Depth limit: Maximum nesting depth of the query AST. A depth of 10 prevents recursive self-referential queries from creating arbitrarily deep traversals. Return a validation error at parse time, before execution begins.
Complexity limit: Each field is assigned a cost. Nested lists multiply cost (a list of 10 items containing a list of 10 sub-items = 100 units). Total query cost must not exceed the configured threshold. Introspection queries are expensive — count them as a fixed high cost or disable introspection in production.

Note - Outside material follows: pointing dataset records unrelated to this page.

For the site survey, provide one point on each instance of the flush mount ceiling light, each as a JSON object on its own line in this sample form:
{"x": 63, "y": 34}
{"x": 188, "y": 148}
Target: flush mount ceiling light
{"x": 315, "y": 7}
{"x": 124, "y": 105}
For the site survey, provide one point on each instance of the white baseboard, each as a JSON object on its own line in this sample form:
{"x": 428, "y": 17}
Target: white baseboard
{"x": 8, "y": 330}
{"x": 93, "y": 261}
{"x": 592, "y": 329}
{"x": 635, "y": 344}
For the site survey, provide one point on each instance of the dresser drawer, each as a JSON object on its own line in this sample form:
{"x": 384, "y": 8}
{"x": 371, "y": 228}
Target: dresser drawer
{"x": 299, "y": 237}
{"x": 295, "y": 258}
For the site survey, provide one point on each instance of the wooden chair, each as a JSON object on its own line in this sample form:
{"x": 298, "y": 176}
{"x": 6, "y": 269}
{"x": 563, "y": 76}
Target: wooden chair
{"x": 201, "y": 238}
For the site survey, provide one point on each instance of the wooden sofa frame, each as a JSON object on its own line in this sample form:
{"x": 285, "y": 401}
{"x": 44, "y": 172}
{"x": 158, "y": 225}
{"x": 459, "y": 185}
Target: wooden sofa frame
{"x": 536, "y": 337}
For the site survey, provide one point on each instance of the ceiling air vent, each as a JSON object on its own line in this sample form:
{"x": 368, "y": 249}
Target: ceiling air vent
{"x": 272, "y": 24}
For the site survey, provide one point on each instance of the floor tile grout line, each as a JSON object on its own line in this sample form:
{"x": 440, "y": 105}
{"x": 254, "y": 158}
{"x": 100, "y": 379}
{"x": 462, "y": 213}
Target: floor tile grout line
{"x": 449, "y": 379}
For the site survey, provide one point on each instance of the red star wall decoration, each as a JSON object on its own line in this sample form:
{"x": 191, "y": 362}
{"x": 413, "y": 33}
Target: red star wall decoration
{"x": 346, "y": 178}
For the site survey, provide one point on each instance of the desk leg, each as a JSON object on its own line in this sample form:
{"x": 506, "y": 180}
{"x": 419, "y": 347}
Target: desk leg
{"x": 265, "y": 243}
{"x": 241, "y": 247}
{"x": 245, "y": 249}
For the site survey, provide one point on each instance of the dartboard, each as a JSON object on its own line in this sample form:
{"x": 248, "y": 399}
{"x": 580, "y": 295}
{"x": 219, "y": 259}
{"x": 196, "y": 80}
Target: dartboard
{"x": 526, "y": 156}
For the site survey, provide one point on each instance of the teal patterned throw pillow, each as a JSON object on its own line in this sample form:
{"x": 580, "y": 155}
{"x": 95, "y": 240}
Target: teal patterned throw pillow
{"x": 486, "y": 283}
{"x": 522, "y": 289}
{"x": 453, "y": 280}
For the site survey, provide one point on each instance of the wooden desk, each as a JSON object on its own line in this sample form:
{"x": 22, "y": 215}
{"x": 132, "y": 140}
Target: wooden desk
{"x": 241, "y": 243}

const complexityRule = createComplexityRule({
  maximumComplexity: 1000,
  variables: {},
  onComplete: (complexity) => console.log('Query complexity:', complexity),
  estimators: [
    fieldExtensionsEstimator(),
    simpleEstimator({ defaultComplexity: 1 }),
  ],
});

Persisted Queries

Arbitrary query execution is a security risk: attackers can craft maximally expensive queries and hammer the gateway. Persisted queries fix this: clients register queries at deploy time, the server stores the mapping of query hash → query document. At runtime, clients send only the hash:

POST /graphql
{ "extensions": { "persistedQuery": { "version": 1, "sha256Hash": "abc123..." } } }

If the hash is unknown, the server returns an error asking the client to send the full query for registration. Benefits: prevents arbitrary query injection, reduces request payload size (hash vs full query string), enables CDN caching of GET requests with hash parameters.

Field-Level Authorization

Route-level auth (validate JWT at the gateway) is insufficient for GraphQL — different users may have access to different fields on the same type. Implement authorization in resolvers:

const resolvers = {
  User: {
    email: (parent, args, context) => {
      if (!context.user.roles.includes('admin') &&
          context.user.id !== parent.id) {
        return null; // or throw AuthorizationError
      }
      return parent.email;
    }
  }
};

Schema directives (@auth(requires: ADMIN)) centralize authorization logic and keep resolvers clean. The directive checks permissions before the resolver runs, returning null or an error for unauthorized fields.

Response Caching

GraphQL responses are cacheable at the field level using @cacheControl directives. The gateway computes the minimum maxAge across all fields in the response and sets Cache-Control accordingly:

type Post @cacheControl(maxAge: 300) {
  id: ID!
  title: String!
  author: User @cacheControl(maxAge: 60)
}

Public data (product listings, blog posts) can be cached at CDN level when served via GET requests with persisted query hashes. Private data (user profiles, orders) must have scope: PRIVATE and is not CDN-cacheable.

Subscription Support

GraphQL subscriptions deliver real-time updates over WebSocket. The gateway maintains a persistent WebSocket connection per client. When a mutation triggers an event, the gateway publishes to a pub/sub channel (Redis pub/sub or in-memory EventEmitter). Subscribers receive the update via their WebSocket connection. In a horizontally scaled gateway, pub/sub must be external (Redis) so all gateway nodes receive events and can deliver to their locally connected clients.